As the years passed and more and more countries joined the organization, Mr. Armstrong warned consistently that the UN was an exercise in futility. In 1970, 25 years after he attended the San Francisco conference, he wrote in the August/September Plain Truth: “World War ii was the ‘war to end all wars.’ The United Nations was the world ‘peace effort’ to prevent further wars. What are the results after a quarter-century? There have been more than 50 wars. The UN has contributed to the shortening of four wars—BUTthere is no evidence to show that the United Nations has prevented any war!”

Fifteen years later, as the world celebrated the UN’s 40th anniversary, Mr. Armstrong recalled its mandate to create peace, and wrote that “more than 150 local wars have occurred since, and no peace is remotely in sight now.” The UN had been endorsed by most nations, and had been injected with countless hours of labor and billions of dollars. Still, the world was filled with troubles.

“Why has the United Nations so utterly failed?” Mr. Armstrong asked in 1985.

Today, the UN has had 66 years to iron out the kinks, to figure out what works and what doesn’t in the pursuit of world peace and stability—and to prove Herbert Armstrong wrong. But after all these decades, creating world peace—solving man’s troubles—is more elusive than it ever was. We have more problems today than we did in 1945. The UN today is a moribund organization, one better at creating conflict than solving it.

Even still, as world leaders make their annual pilgrimage to New York, very few among us ever ask: Why has the United Nations so utterly failed?

Meanwhile, the UN plugs away in failure.

How did Herbert Armstrong know that the UN would not—could not—bring peace to this world? It’s simple, really. He looked into and believed God’s Word, which explains the nature of man and the futility of human government. For example, Mr. Armstrong read the words of the Apostle Paul in Romans 3:17—“And the way of peace have they not known”and believed them. He read the Prophet Jeremiah’s instruction in chapter 17, verse 9—which says that the human “heart is deceitful above all things, and desperately wicked”and believed it. He read Psalm 127:1—“except the Lord build the house, they labor in vain that build it”—and believed it!

So often the feature that distinguishes the true Christian from everyone else is belief. Herbert Armstrong believed God when He said that the human mind is incomplete, deeply flawed and utterly incapable of producing sustained peace, happiness and stability. He believed the Word of God—which has been proven true repeatedly throughout mankind’s miserable existence—which says the human heart is wicked, deceitful and infinitely selfish. God says the UN does not work because it’s run by selfish, sinful human beings—and Mr. Armstrong believed Him!

His belief in God’s Word was so strong, he staked his word and work on it!

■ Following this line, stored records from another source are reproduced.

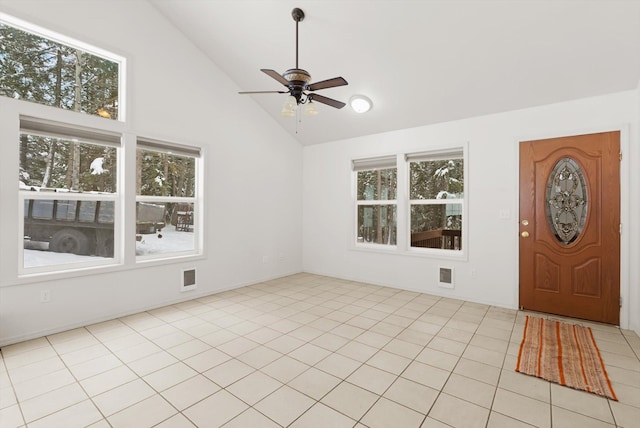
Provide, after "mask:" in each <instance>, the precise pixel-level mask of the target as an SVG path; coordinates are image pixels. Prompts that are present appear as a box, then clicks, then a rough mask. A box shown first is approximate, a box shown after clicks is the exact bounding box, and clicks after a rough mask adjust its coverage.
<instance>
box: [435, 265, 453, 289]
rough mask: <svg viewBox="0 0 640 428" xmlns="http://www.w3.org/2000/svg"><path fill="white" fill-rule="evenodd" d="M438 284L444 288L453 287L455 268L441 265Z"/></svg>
mask: <svg viewBox="0 0 640 428" xmlns="http://www.w3.org/2000/svg"><path fill="white" fill-rule="evenodd" d="M438 286H439V287H443V288H453V268H452V267H443V266H440V274H439V278H438Z"/></svg>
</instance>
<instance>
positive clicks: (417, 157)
mask: <svg viewBox="0 0 640 428" xmlns="http://www.w3.org/2000/svg"><path fill="white" fill-rule="evenodd" d="M460 152H462V155H460ZM467 153H468V143H466V142H465V143H464V144H460V145H452V146H447V147H442V148H435V149H434V150H427V151H423V152H415V153H406V154H405V155H404V161H405V162H404V168H405V172H406V174H407V176H406V180H405V183H406V189H407V196H406V206H407V212H406V216H405V219H406V228H407V230H406V232H405V239H406V244H405V247H404V248H405V250H406V252H407V253H408V254H411V255H415V256H423V257H438V258H445V259H455V260H467V259H468V256H467V253H468V249H467V246H468V245H469V244H468V231H467V228H468V224H469V221H468V218H467V217H468V215H467V205H468V204H467V198H468V195H467V193H468V186H467V183H468V161H467ZM452 158H457V159H462V161H463V176H464V192H463V195H464V196H463V198H462V199H460V198H456V199H409V194H410V193H409V190H410V186H411V183H410V177H409V163H410V162H420V161H426V160H447V159H452ZM447 204H461V205H462V233H461V236H460V240H461V242H462V249H460V250H446V249H440V248H422V247H412V246H411V206H412V205H447Z"/></svg>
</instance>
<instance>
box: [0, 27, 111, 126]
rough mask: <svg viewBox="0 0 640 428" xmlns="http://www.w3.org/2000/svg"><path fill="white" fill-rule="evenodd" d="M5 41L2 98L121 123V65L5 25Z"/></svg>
mask: <svg viewBox="0 0 640 428" xmlns="http://www.w3.org/2000/svg"><path fill="white" fill-rule="evenodd" d="M0 41H2V53H1V54H0V60H1V61H0V65H1V68H0V95H2V96H7V97H10V98H17V99H22V100H25V101H32V102H36V103H38V104H44V105H49V106H55V107H60V108H63V109H66V110H73V111H78V112H83V113H88V114H92V115H97V116H101V117H105V118H111V119H117V117H118V101H119V100H118V75H119V64H118V63H117V62H115V61H111V60H108V59H105V58H102V57H99V56H96V55H93V54H90V53H87V52H83V51H81V50H79V49H76V48H73V47H70V46H67V45H64V44H61V43H58V42H54V41H51V40H49V39H47V38H46V37H41V36H38V35H35V34H32V33H29V32H26V31H24V30H21V29H18V28H14V27H12V26H9V25H7V24H3V23H0Z"/></svg>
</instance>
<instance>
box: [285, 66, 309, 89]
mask: <svg viewBox="0 0 640 428" xmlns="http://www.w3.org/2000/svg"><path fill="white" fill-rule="evenodd" d="M282 77H284V78H285V79H287V80H288V81H289V82H290V83H291V84H292V85H294V86H295V85H302V86H306V85H308V84H309V82H311V75H310V74H309V72H308V71H307V70H303V69H301V68H291V69H289V70H287V71H285V72H284V73H283V74H282Z"/></svg>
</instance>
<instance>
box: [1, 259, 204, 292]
mask: <svg viewBox="0 0 640 428" xmlns="http://www.w3.org/2000/svg"><path fill="white" fill-rule="evenodd" d="M205 258H206V257H205V256H204V254H200V253H195V254H189V255H181V256H172V257H163V258H153V259H147V260H145V261H136V263H134V264H126V265H125V264H123V263H117V262H114V263H109V264H103V265H91V266H80V267H79V266H74V267H71V268H69V269H65V270H58V271H48V272H24V273H21V274H19V275H18V276H17V278H14V279H13V280H9V281H7V282H3V283H0V288H1V287H11V286H17V285H23V284H33V283H38V282H48V281H59V280H64V279H68V278H80V277H88V276H95V275H105V274H109V273H114V272H123V271H128V270H135V269H146V268H149V267H154V266H159V265H167V264H179V263H185V262H192V261H195V260H203V259H205Z"/></svg>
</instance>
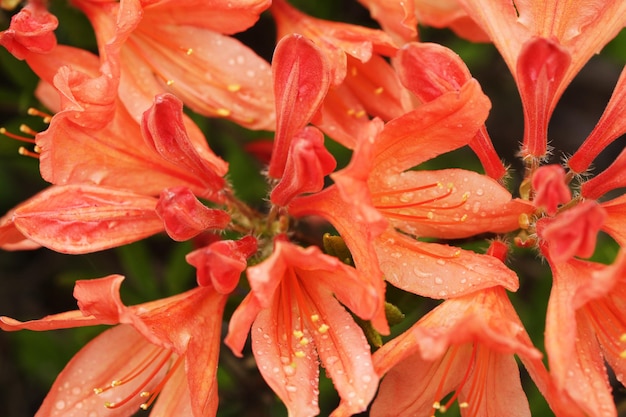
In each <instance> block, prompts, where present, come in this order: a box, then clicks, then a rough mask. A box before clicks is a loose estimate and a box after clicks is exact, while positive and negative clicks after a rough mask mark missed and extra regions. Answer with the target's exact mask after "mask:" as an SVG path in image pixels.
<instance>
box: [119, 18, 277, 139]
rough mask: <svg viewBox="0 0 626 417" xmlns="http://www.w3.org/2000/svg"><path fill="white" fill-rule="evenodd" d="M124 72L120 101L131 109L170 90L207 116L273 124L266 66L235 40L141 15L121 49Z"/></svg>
mask: <svg viewBox="0 0 626 417" xmlns="http://www.w3.org/2000/svg"><path fill="white" fill-rule="evenodd" d="M157 27H158V28H159V29H158V31H156V30H155V28H157ZM122 71H123V73H122V80H121V85H120V89H122V91H123V89H126V91H123V92H122V93H121V97H122V100H123V101H124V102H125V103H126V102H130V103H134V106H135V107H140V105H141V107H143V108H144V109H145V107H146V104H147V102H148V101H149V100H151V99H152V97H153V96H154V95H156V94H159V93H161V92H163V91H169V92H171V93H172V94H174V95H176V96H177V97H179V98H180V99H181V100H182V101H183V102H184V103H185V105H187V106H189V107H190V108H191V109H193V110H194V111H196V112H198V113H200V114H203V115H205V116H209V117H220V118H227V119H230V120H232V121H234V122H236V123H238V124H240V125H242V126H245V127H248V128H250V129H266V130H271V129H273V128H274V101H273V95H272V84H271V70H270V65H269V64H268V63H267V62H266V61H265V60H264V59H263V58H261V57H259V56H258V55H257V54H256V53H255V52H254V51H253V50H252V49H250V48H248V47H247V46H246V45H244V44H243V43H241V42H240V41H238V40H237V39H234V38H231V37H228V36H225V35H222V34H220V33H215V32H211V31H207V30H204V29H200V28H195V27H189V26H183V27H181V26H176V25H163V23H162V22H154V21H152V20H146V19H144V20H143V21H142V22H141V24H140V25H139V27H138V28H137V31H136V32H134V33H133V35H132V36H131V37H130V38H129V39H128V41H127V42H126V44H125V45H124V48H123V49H122Z"/></svg>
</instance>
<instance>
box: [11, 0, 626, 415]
mask: <svg viewBox="0 0 626 417" xmlns="http://www.w3.org/2000/svg"><path fill="white" fill-rule="evenodd" d="M50 3H51V4H50V7H51V9H52V12H53V13H54V14H55V15H57V17H58V18H59V20H60V25H59V29H58V30H57V32H56V34H57V37H58V39H59V43H63V44H70V45H74V46H80V47H83V48H86V49H88V50H91V51H94V52H95V51H96V46H95V39H94V36H93V33H92V30H91V27H90V25H89V23H88V22H87V20H86V19H85V18H84V17H83V16H82V15H81V14H80V13H79V12H78V11H76V10H75V9H72V8H71V7H70V6H68V5H67V3H66V2H65V1H52V2H50ZM292 3H293V4H294V5H296V6H297V7H299V8H300V9H301V10H303V11H305V12H307V13H309V14H311V15H314V16H317V17H321V18H326V19H330V20H337V21H343V22H352V23H358V24H363V25H367V26H371V27H375V26H376V25H375V22H373V21H372V20H371V19H370V17H369V13H368V12H367V10H365V9H364V8H363V7H361V6H360V5H359V4H358V3H357V2H356V1H355V0H318V1H315V2H311V1H305V0H300V1H293V2H292ZM10 17H11V13H9V12H2V13H1V14H0V30H4V29H6V28H7V27H8V25H9V21H10ZM420 36H421V39H422V40H423V41H434V42H439V43H443V44H444V45H447V46H449V47H450V48H452V49H453V50H455V51H456V52H457V53H459V54H460V55H461V57H462V58H463V59H464V60H465V62H466V63H467V65H468V67H469V68H470V70H471V72H472V74H473V75H474V77H475V78H477V79H478V80H479V81H480V83H481V84H482V86H483V89H484V91H485V92H486V93H487V95H488V96H489V97H490V98H491V100H492V102H493V108H492V112H491V115H490V117H489V120H488V129H489V132H490V133H491V135H492V139H493V141H494V144H495V146H496V149H497V150H498V152H499V154H500V155H501V157H502V158H503V159H504V160H505V161H506V162H507V163H509V164H511V166H512V167H513V168H514V169H515V170H517V172H519V168H520V167H521V165H520V164H519V162H518V161H517V159H516V158H515V154H516V152H517V150H518V148H519V146H518V145H519V141H520V140H521V138H522V132H523V118H522V111H521V105H520V101H519V97H518V94H517V91H516V88H515V85H514V83H513V80H512V77H511V75H510V73H509V71H508V69H507V67H506V65H505V64H504V62H503V61H502V60H501V59H500V57H499V55H498V53H497V51H496V50H495V48H494V47H493V46H492V45H488V44H472V43H469V42H466V41H463V40H461V39H459V38H457V37H456V36H455V35H454V34H452V33H451V32H449V31H447V30H435V29H431V28H420ZM237 37H238V38H239V39H241V40H242V41H244V42H245V43H247V44H248V45H249V46H251V47H252V48H253V49H255V50H256V51H257V52H258V53H259V54H260V55H261V56H263V57H264V58H266V59H267V60H270V59H271V54H272V50H273V45H274V42H275V39H274V38H275V29H274V26H273V22H272V19H271V17H270V16H269V14H268V13H265V14H263V15H262V17H261V19H260V21H259V23H258V24H257V25H256V26H255V27H253V28H252V29H250V30H249V31H247V32H245V33H242V34H240V35H238V36H237ZM625 63H626V33H625V32H622V33H621V34H620V36H618V38H616V39H615V40H614V41H613V42H612V43H611V44H609V45H608V46H607V47H606V48H605V49H604V51H603V52H602V54H601V55H598V56H595V57H594V58H593V59H592V60H591V61H590V62H589V64H588V65H587V66H585V68H584V69H583V71H582V72H581V73H580V74H579V75H578V76H577V77H576V79H575V80H574V82H573V83H572V84H571V86H570V87H569V88H568V90H567V91H566V93H565V95H564V96H563V98H562V100H561V103H560V104H559V106H558V107H557V109H556V111H555V114H554V117H553V119H552V123H551V125H550V140H551V141H552V145H553V146H554V147H555V148H556V149H557V151H556V152H555V154H554V156H553V161H552V162H559V161H561V160H562V158H563V157H564V156H565V155H569V154H571V153H573V151H574V150H575V149H576V148H577V146H579V145H580V143H582V141H583V140H584V138H585V137H586V135H587V134H588V133H589V132H590V131H591V130H592V128H593V126H594V125H595V123H596V122H597V120H598V118H599V116H600V114H601V113H602V111H603V109H604V106H605V105H606V103H607V101H608V99H609V97H610V95H611V93H612V90H613V87H614V85H615V82H616V81H617V79H618V77H619V74H620V71H621V70H622V68H623V67H624V64H625ZM36 85H37V79H36V77H35V76H34V75H33V74H32V72H31V71H30V70H29V69H28V67H27V66H26V65H25V64H24V63H23V62H20V61H17V60H16V59H14V58H13V57H12V56H11V55H10V54H9V53H7V52H6V51H5V50H4V49H2V50H0V126H3V127H5V128H6V129H7V130H8V131H10V132H14V133H18V132H19V126H20V124H26V125H28V126H30V127H31V128H33V129H35V130H37V131H41V130H44V129H45V125H44V124H43V123H42V121H41V119H40V118H37V117H32V116H28V115H27V114H26V111H27V109H28V108H29V107H36V108H40V109H42V110H45V109H43V108H42V107H41V106H40V105H39V104H38V103H37V101H36V99H35V98H34V96H33V91H34V88H35V86H36ZM196 120H197V122H198V124H199V125H200V126H201V127H202V128H203V129H204V131H205V133H206V135H207V138H208V140H209V142H210V144H211V146H212V147H213V149H214V150H215V151H216V152H217V153H218V154H220V155H222V156H223V157H224V158H225V159H227V160H228V161H229V162H230V164H231V174H230V177H229V178H230V180H231V182H233V183H234V185H235V187H234V188H235V189H237V190H239V193H240V196H241V197H242V198H243V199H244V200H246V201H248V202H251V203H255V202H256V203H257V204H258V203H259V202H260V201H262V198H263V197H265V195H266V193H267V190H266V182H265V180H264V179H263V178H262V177H261V176H260V174H259V169H260V168H262V167H261V166H260V165H259V164H258V163H257V162H256V161H254V160H253V159H252V158H251V157H250V156H248V155H246V153H245V152H244V151H243V149H242V145H243V144H245V143H246V142H247V141H249V140H251V139H257V138H260V137H265V138H270V137H271V134H270V133H268V132H247V131H245V130H244V129H241V128H239V127H237V126H235V125H233V124H231V123H229V122H226V121H223V120H206V119H203V118H199V117H196ZM624 144H625V141H624V138H621V139H620V140H618V141H616V142H615V143H614V144H613V145H612V146H611V147H609V148H608V149H607V150H606V151H605V152H604V153H603V154H602V156H601V158H599V160H598V161H597V163H596V169H597V170H598V171H599V170H600V169H601V168H603V167H605V166H607V165H608V163H609V162H610V161H611V158H614V157H615V155H617V153H618V152H619V151H621V149H623V148H624ZM20 145H21V144H19V143H18V142H16V141H14V140H11V139H9V138H7V137H0V215H2V214H3V213H6V212H7V211H8V210H9V209H10V208H12V207H13V206H15V205H16V204H18V203H19V202H21V201H23V200H25V199H26V198H28V197H30V196H32V195H33V194H34V193H36V192H37V191H38V190H41V189H43V188H44V187H46V186H47V184H46V183H45V182H44V181H43V180H42V179H41V177H40V176H39V171H38V162H37V160H36V159H33V158H30V157H26V156H20V155H18V148H19V146H20ZM330 146H331V148H332V149H333V150H334V151H335V153H336V156H337V159H338V161H339V165H340V166H341V165H344V164H345V163H347V161H348V159H349V153H348V152H347V151H346V150H345V149H341V148H340V147H339V146H337V145H334V144H331V145H330ZM432 164H433V165H432V166H437V164H439V165H441V166H459V167H465V168H469V169H476V170H480V167H479V166H478V163H477V161H476V158H475V157H474V156H473V155H472V154H470V153H469V152H467V151H466V150H462V151H459V152H455V153H453V154H452V155H447V156H446V157H444V158H442V159H439V160H437V161H434V162H433V163H432ZM147 175H149V173H148V174H147ZM519 180H520V178H519V177H516V176H513V177H512V179H511V181H510V182H509V186H510V190H511V191H512V192H513V193H514V194H515V190H516V188H517V186H518V183H519ZM468 245H469V247H473V248H476V249H478V250H480V249H481V248H484V247H485V246H486V245H485V244H484V243H480V242H479V243H477V244H476V243H471V242H470V243H468ZM191 249H192V242H186V243H174V242H172V241H171V240H169V239H168V238H167V237H166V236H155V237H153V238H150V239H147V240H145V241H142V242H138V243H136V244H133V245H129V246H126V247H123V248H118V249H114V250H108V251H104V252H101V253H96V254H90V255H80V256H69V255H63V254H58V253H54V252H52V251H49V250H47V249H39V250H35V251H29V252H1V251H0V315H5V316H10V317H14V318H17V319H20V320H28V319H34V318H40V317H43V316H45V315H47V314H53V313H58V312H62V311H67V310H73V309H76V303H75V300H74V299H73V297H72V289H73V285H74V282H75V281H76V280H78V279H88V278H97V277H103V276H106V275H109V274H114V273H115V274H122V275H125V276H126V277H127V279H126V281H125V283H124V285H123V290H124V293H123V300H124V302H125V303H126V304H136V303H140V302H144V301H149V300H153V299H157V298H162V297H164V296H167V295H171V294H175V293H179V292H181V291H183V290H185V289H188V288H191V287H192V286H193V285H194V283H195V276H194V273H195V271H194V270H193V268H191V267H190V266H189V265H188V264H186V262H185V260H184V255H185V254H186V253H188V252H189V251H190V250H191ZM616 251H617V249H616V247H615V245H614V244H613V243H612V242H611V241H610V239H608V238H607V239H604V240H602V241H601V243H600V245H599V247H598V250H597V253H596V255H595V258H596V259H597V260H599V261H602V262H607V263H608V262H610V261H611V259H613V257H614V256H615V253H616ZM511 266H512V268H513V269H515V270H516V271H518V272H519V275H520V282H521V287H520V290H519V292H518V293H517V294H514V295H512V299H513V302H514V304H515V305H516V308H517V309H518V312H519V314H520V316H521V318H522V320H523V321H524V323H525V325H526V326H527V328H528V331H529V333H530V334H531V337H532V338H533V340H534V342H535V344H536V345H537V346H538V347H539V348H540V349H542V345H543V326H544V320H545V315H542V314H543V311H544V310H545V305H546V302H547V298H548V295H549V291H550V276H549V270H548V269H547V268H546V266H545V265H544V264H542V262H541V261H540V260H538V259H537V257H536V255H535V254H534V252H532V251H518V252H516V253H515V254H514V256H512V257H511ZM389 297H390V298H391V299H392V301H394V302H395V303H396V304H397V305H399V306H400V307H401V309H402V310H403V311H404V312H405V313H406V314H407V318H406V319H405V323H404V324H402V325H400V326H399V327H398V329H396V330H395V332H396V333H397V332H399V331H401V330H402V329H403V328H407V327H408V326H409V325H410V324H411V323H413V322H414V321H415V320H416V319H417V318H419V317H420V316H421V315H422V314H424V312H425V311H427V310H428V309H429V308H431V307H432V305H433V303H432V302H429V301H425V300H422V299H418V298H417V297H414V296H411V295H408V294H403V293H401V292H400V291H395V290H390V292H389ZM232 307H234V306H231V310H232ZM101 330H103V329H102V328H86V329H71V330H63V331H54V332H42V333H37V332H29V331H22V332H16V333H4V332H0V387H1V389H0V417H21V416H32V415H34V413H35V412H36V410H37V408H38V406H39V404H40V403H41V401H42V399H43V397H44V396H45V395H46V392H47V390H48V389H49V387H50V385H51V384H52V382H53V381H54V378H55V377H56V375H57V374H58V373H59V372H60V370H61V369H62V368H63V366H64V365H65V363H67V361H68V360H69V359H70V358H71V357H72V355H73V354H74V353H76V352H77V351H78V350H79V349H80V347H81V346H83V345H84V344H85V343H86V342H87V341H88V340H90V339H91V338H93V337H94V336H95V335H96V334H97V333H98V332H100V331H101ZM220 365H221V366H220V372H219V378H220V381H219V384H220V411H219V414H218V415H219V416H244V417H257V416H258V417H262V416H281V415H286V413H285V411H284V408H283V407H282V405H281V404H280V403H279V402H278V401H277V400H276V399H275V398H274V396H273V395H272V393H271V392H270V391H269V390H268V389H267V388H266V387H265V384H264V382H263V380H262V379H261V377H260V376H259V374H258V372H256V370H255V367H254V363H253V361H252V360H251V358H250V357H248V358H247V359H245V360H239V359H236V358H234V357H233V356H232V355H231V354H230V352H229V351H227V350H226V349H223V352H222V358H221V364H220ZM528 387H529V388H528V396H529V400H530V402H531V407H532V409H533V415H535V416H549V415H550V412H549V411H548V410H547V408H546V405H545V402H544V401H543V400H542V399H541V396H540V395H539V394H538V393H537V391H536V389H534V388H533V387H532V383H530V384H528ZM615 388H616V390H615V395H616V399H617V401H618V403H620V404H624V398H625V390H624V388H623V387H622V386H620V385H618V384H616V385H615ZM321 392H322V394H321V401H320V405H321V407H322V413H321V415H322V416H323V415H328V413H329V412H330V410H332V409H333V408H334V407H335V406H336V404H337V401H338V399H337V397H336V395H335V394H334V393H333V390H332V385H331V384H330V383H329V381H327V380H323V381H322V386H321ZM621 408H622V411H621V414H620V415H621V416H626V411H624V407H621ZM454 413H455V412H454V411H453V412H451V413H449V414H450V415H455V414H454ZM137 415H148V413H147V412H140V413H138V414H137ZM363 415H366V414H365V413H364V414H363Z"/></svg>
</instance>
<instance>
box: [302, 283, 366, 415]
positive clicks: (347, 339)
mask: <svg viewBox="0 0 626 417" xmlns="http://www.w3.org/2000/svg"><path fill="white" fill-rule="evenodd" d="M311 278H313V277H311ZM335 281H336V285H335V287H339V286H341V285H342V284H343V282H344V280H343V279H335ZM346 284H348V283H346ZM353 284H354V283H353ZM351 287H352V288H353V289H356V288H358V286H355V285H351ZM307 290H308V291H311V294H313V297H314V298H315V299H316V300H319V302H318V303H317V304H316V307H317V308H318V309H319V311H320V313H321V314H320V315H321V316H322V317H324V324H325V325H326V327H324V329H325V331H324V332H319V331H318V332H312V333H311V334H312V336H313V340H314V341H315V348H316V350H317V352H318V354H319V356H320V361H321V363H322V366H323V367H324V369H325V370H326V375H327V376H328V377H330V378H331V379H332V381H333V385H334V387H335V389H336V390H337V392H338V393H339V396H340V397H341V403H340V404H339V407H338V408H337V409H336V410H335V411H334V412H333V413H332V414H331V415H332V416H351V415H353V414H356V413H359V412H361V411H364V410H365V409H366V408H367V405H368V404H369V403H370V401H371V400H372V398H373V397H374V394H376V389H377V388H378V375H376V372H374V367H373V365H372V358H371V352H370V347H369V344H368V343H367V340H366V339H365V336H364V335H363V331H362V330H361V328H360V327H359V326H358V325H357V324H356V323H355V322H354V319H353V318H352V316H350V314H349V313H348V312H347V311H346V310H345V309H344V308H343V307H342V306H341V305H340V304H339V303H338V302H337V300H335V299H334V298H332V297H328V296H327V294H324V293H322V292H321V291H320V290H319V287H316V286H312V285H311V286H308V285H307ZM344 292H345V293H346V295H348V294H347V293H348V291H344ZM338 298H339V300H341V301H344V300H346V299H349V298H340V297H338ZM348 307H350V306H349V305H348ZM355 313H357V312H356V311H355ZM357 314H358V313H357Z"/></svg>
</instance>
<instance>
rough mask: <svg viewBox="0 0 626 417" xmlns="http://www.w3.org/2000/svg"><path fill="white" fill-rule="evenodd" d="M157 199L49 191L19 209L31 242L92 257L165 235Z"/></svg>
mask: <svg viewBox="0 0 626 417" xmlns="http://www.w3.org/2000/svg"><path fill="white" fill-rule="evenodd" d="M155 206H156V199H154V198H152V197H147V196H143V195H137V194H134V193H131V192H126V191H119V190H117V189H110V188H105V187H96V186H91V185H67V186H56V187H50V188H48V189H46V190H44V191H42V192H41V193H39V194H37V195H36V196H35V197H33V198H31V199H30V200H28V201H27V202H26V203H24V204H22V205H20V206H19V207H18V208H16V209H15V212H14V215H13V221H14V223H15V226H16V227H17V229H18V230H19V231H20V232H21V233H23V234H24V235H25V236H26V237H28V238H29V239H31V240H33V241H35V242H37V243H39V244H41V245H42V246H46V247H48V248H50V249H53V250H56V251H58V252H63V253H89V252H95V251H99V250H104V249H108V248H113V247H116V246H120V245H123V244H126V243H130V242H134V241H137V240H140V239H143V238H145V237H147V236H150V235H153V234H155V233H158V232H160V231H161V230H163V226H162V223H161V221H160V219H159V218H158V216H157V215H156V212H155Z"/></svg>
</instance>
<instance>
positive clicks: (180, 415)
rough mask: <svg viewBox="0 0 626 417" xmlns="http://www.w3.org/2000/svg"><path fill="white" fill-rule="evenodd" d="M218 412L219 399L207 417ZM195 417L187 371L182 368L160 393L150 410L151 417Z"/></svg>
mask: <svg viewBox="0 0 626 417" xmlns="http://www.w3.org/2000/svg"><path fill="white" fill-rule="evenodd" d="M216 411H217V398H215V400H214V407H213V409H212V410H208V411H207V413H206V415H207V416H213V415H215V414H216ZM171 416H180V417H193V411H192V407H191V399H190V396H189V386H188V385H187V381H186V375H185V370H184V368H183V367H182V366H179V367H178V368H176V370H175V371H174V372H173V374H172V375H171V376H169V379H168V383H167V384H165V387H163V390H161V392H160V393H159V397H158V398H157V400H156V402H155V403H154V405H153V406H152V408H151V409H150V417H171Z"/></svg>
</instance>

Sooner or later, we will all have to follow Mr. Armstrong’s example and display this level of belief in the Word of God. In fact, this is why God is allowing multiple major, nation-threatening problems to increasingly swallow our families, our communities, our cities and our countries. God is trying to get your attention—the world is falling apart for a reason. The UN won’t tell you this, but this is the solution to all of our problems: repenting of our rebellion, believing the Word of God, then using the power of God to follow God’s law!

The good news is, Bible prophecy says that God will be successful in His effort to reach us. Sadly though, it will take a tremendous amount of suffering. But the time is coming when a viable, successful world government will be established on Earth. More than anything, we need one government, one law, one eternal vision of peace—one all-powerful, living God reigning supreme and in love over us all. Very soon now the failed efforts of the United Nations to create peace between nations and peoples will be replaced by the perfect government of Jesus Christ—“the Prince of Peace” (Isaiah 9:6).

Believe it, this world-ruling government is man’s only hope for peace!